10. The member as in claim 9 in which said first brake surface is a flexible arm.

11. The member as in claim 9 in which said means to bias comprises a resilient biasing arm mounted on said base generally opposite and spaced from said tension arm and a surface positioned to flex said biasing arm, and in which said tension arm, said first brake surface, said base, and said biasing arm are one, continuous body of a resilient plastic.

12. The member as in claim 10 in which said means to bias comprises a resilient biasing arm mounted on said base generally opposite and spaced from said tension arm and a surface positioned to flex said biasing arm, and in which said tension arm, said first brake surface, said base, and said biasing arm are one, continuous body of a resilient plastic.

13. The mechanism as in claim 9 being elements in a single cartridge.

14. The mechanism as in claim 10 being elements in a single cartridge.

15. The mechanism as in claim 11 being elements in a single cartridge.

16. The mechanism as in claim 12 being elements in a single cartridge.

17. A mechanism for controlling feed tension of a flexible ribbon comprising a tension arm contacting said ribbon to be caused to rotate by longitudinally tensioning said ribbon, a pair of opposed ribbon brake surfaces for pressingly engaging said ribbon therebetween, said pair of brake surfaces comprising a first brake surface on said tension arm and a second brake surface fixedly positioned with respect to said first brake surface, a base to which said tension arm is connected and having means defining an elongated slot in said base, guide means in said means defining said slot and including a guide surface for permitting said base to move between two positions fixed by said guide surface encountering opposite terminal ends of said slot, means to bias said tension arm toward said second brake surface to cause said base at low ribbon tension to move with said slot toward said second brake surface with said first and said second brake surfaces pressingly engaging said ribbon and to permit said flexible arm at higher longitudinal ribbon tension to move said base away from said second brake surface at reduced pressure between said first and said second brake surfaces and to apply tension to said ribbon.

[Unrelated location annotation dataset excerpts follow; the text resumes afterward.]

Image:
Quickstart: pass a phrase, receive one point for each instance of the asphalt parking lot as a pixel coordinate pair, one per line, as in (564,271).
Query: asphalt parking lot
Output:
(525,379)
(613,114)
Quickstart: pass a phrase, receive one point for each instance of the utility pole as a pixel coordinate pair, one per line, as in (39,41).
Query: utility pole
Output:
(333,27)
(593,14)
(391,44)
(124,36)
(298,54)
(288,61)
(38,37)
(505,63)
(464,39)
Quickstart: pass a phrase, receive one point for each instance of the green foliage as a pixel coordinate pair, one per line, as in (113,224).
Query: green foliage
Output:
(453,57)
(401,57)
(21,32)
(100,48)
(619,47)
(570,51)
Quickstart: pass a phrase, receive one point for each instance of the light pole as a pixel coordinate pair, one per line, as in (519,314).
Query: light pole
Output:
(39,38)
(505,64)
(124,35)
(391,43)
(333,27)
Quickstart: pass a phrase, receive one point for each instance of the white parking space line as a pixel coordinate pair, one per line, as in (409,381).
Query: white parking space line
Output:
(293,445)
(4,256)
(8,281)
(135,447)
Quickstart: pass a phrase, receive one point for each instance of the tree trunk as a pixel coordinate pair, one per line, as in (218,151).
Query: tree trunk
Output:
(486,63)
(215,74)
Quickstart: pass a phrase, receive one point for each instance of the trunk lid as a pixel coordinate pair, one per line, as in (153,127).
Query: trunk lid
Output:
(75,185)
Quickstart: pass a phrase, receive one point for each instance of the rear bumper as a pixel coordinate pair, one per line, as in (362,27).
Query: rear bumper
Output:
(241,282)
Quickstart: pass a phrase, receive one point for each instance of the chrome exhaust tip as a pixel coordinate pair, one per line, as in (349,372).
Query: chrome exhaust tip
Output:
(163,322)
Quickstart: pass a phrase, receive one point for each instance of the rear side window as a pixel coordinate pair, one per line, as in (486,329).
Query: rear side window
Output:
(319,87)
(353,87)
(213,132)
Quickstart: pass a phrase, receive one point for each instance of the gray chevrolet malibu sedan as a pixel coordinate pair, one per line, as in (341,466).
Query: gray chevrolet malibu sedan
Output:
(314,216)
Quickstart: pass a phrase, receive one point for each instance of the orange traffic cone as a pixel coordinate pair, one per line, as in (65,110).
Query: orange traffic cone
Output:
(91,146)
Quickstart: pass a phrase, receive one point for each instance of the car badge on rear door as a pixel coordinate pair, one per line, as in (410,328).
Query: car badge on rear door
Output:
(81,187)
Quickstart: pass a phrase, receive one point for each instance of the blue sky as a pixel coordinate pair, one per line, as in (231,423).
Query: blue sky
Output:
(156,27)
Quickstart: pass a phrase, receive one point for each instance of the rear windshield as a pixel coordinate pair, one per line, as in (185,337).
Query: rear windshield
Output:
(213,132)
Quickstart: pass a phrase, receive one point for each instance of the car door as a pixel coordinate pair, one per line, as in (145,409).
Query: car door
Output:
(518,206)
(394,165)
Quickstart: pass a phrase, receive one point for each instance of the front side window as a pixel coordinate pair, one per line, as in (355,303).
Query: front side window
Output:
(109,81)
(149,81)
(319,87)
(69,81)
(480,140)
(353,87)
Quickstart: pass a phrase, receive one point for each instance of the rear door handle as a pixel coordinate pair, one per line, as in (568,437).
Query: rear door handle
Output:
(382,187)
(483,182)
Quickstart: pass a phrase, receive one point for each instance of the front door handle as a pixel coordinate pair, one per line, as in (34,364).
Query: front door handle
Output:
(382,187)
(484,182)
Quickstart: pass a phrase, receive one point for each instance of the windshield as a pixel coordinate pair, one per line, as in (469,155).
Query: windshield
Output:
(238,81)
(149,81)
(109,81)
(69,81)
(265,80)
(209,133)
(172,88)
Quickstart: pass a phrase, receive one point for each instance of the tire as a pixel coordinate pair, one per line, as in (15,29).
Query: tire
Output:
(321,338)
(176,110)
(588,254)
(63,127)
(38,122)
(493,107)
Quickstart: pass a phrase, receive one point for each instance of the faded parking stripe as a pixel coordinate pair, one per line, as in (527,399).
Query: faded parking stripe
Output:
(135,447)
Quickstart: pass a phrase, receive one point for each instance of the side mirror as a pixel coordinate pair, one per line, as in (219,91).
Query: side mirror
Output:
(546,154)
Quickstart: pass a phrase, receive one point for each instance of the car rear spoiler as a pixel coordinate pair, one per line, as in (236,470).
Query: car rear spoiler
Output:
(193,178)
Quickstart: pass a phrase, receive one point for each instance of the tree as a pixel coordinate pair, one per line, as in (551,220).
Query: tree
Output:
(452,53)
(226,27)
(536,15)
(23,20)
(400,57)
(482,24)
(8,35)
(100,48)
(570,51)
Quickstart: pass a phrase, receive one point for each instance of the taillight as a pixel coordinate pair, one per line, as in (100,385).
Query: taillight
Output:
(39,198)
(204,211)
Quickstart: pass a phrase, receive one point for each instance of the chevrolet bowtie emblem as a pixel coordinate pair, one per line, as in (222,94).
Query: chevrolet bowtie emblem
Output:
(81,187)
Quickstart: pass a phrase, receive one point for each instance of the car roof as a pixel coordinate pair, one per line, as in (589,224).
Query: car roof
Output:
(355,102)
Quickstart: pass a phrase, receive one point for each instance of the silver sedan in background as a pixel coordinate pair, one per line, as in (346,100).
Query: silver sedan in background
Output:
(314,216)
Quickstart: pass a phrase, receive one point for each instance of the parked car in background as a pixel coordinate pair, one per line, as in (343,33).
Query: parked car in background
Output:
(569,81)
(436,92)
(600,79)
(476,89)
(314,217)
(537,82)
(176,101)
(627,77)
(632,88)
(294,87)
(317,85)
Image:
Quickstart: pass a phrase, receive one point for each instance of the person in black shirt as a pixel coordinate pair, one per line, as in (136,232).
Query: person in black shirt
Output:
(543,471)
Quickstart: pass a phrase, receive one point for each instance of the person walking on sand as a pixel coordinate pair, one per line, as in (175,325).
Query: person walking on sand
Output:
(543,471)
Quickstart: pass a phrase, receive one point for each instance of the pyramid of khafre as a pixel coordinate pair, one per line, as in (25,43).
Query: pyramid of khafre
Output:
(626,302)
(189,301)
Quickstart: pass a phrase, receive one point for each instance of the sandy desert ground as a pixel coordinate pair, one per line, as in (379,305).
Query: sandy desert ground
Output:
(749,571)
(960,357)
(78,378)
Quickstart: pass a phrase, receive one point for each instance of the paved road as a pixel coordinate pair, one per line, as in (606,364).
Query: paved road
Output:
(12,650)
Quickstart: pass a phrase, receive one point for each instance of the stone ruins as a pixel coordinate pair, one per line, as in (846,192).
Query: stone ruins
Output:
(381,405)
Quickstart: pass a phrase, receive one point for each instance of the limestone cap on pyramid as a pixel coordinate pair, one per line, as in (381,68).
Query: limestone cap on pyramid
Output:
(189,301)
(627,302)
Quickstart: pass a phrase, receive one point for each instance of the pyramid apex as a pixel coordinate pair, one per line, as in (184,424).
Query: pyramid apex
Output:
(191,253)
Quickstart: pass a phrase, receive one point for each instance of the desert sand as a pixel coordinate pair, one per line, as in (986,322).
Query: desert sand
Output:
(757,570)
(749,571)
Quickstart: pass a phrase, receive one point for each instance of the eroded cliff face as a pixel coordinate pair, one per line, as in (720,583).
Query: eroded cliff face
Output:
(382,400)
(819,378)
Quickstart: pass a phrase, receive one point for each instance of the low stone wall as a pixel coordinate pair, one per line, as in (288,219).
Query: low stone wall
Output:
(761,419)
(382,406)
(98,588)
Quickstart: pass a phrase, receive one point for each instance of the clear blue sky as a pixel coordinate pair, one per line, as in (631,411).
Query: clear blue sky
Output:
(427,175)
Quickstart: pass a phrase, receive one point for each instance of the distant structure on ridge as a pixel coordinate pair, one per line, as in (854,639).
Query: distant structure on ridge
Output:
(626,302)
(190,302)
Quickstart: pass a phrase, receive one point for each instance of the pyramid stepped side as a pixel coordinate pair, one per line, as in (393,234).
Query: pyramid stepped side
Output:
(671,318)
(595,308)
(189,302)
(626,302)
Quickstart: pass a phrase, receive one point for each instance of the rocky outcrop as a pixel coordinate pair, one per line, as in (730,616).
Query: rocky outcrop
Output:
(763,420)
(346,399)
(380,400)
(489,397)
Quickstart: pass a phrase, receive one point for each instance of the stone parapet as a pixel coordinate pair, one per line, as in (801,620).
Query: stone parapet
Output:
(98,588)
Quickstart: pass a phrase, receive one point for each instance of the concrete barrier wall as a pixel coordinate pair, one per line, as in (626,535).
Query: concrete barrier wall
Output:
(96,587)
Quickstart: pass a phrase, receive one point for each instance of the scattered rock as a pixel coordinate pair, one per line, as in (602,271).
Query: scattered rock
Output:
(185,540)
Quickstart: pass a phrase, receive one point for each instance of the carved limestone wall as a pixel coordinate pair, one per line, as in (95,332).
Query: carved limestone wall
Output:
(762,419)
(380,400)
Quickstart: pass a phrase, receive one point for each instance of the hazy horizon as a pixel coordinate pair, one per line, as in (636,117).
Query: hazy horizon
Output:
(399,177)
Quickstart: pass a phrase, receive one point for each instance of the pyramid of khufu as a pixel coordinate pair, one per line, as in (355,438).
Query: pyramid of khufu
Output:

18. The member as in claim 17 in which said first brake surface is a flexible arm.

19. The member as in claim 17 in which said means to bias comprises a flexible and resilient biasing arm connected to said base generally parallel to said tension arm and fixed means positioned to flex said biasing arm, and in which said tension arm, said first brake surface, said base, and said biasing arm are one, continuous body of a resilient plastic.

20. The member as in claim 18 in which said means to bias comprises a flexible and resilient biasing arm connected to said base generally parallel to said tension arm and fixed means positioned to flex said biasing arm, and in which said tension arm, said first brake surface, said base, and said biasing arm are one, continuous body of a resilient plastic.

21. The mechanism as in claim 17 being elements in a single cartridge.

22. The mechanism as in claim 18 being elements in a single cartridge.

23. The mechanism as in claim 19 being elements in a single cartridge.

24. The mechanism as in claim 20 being elements in a single cartridge.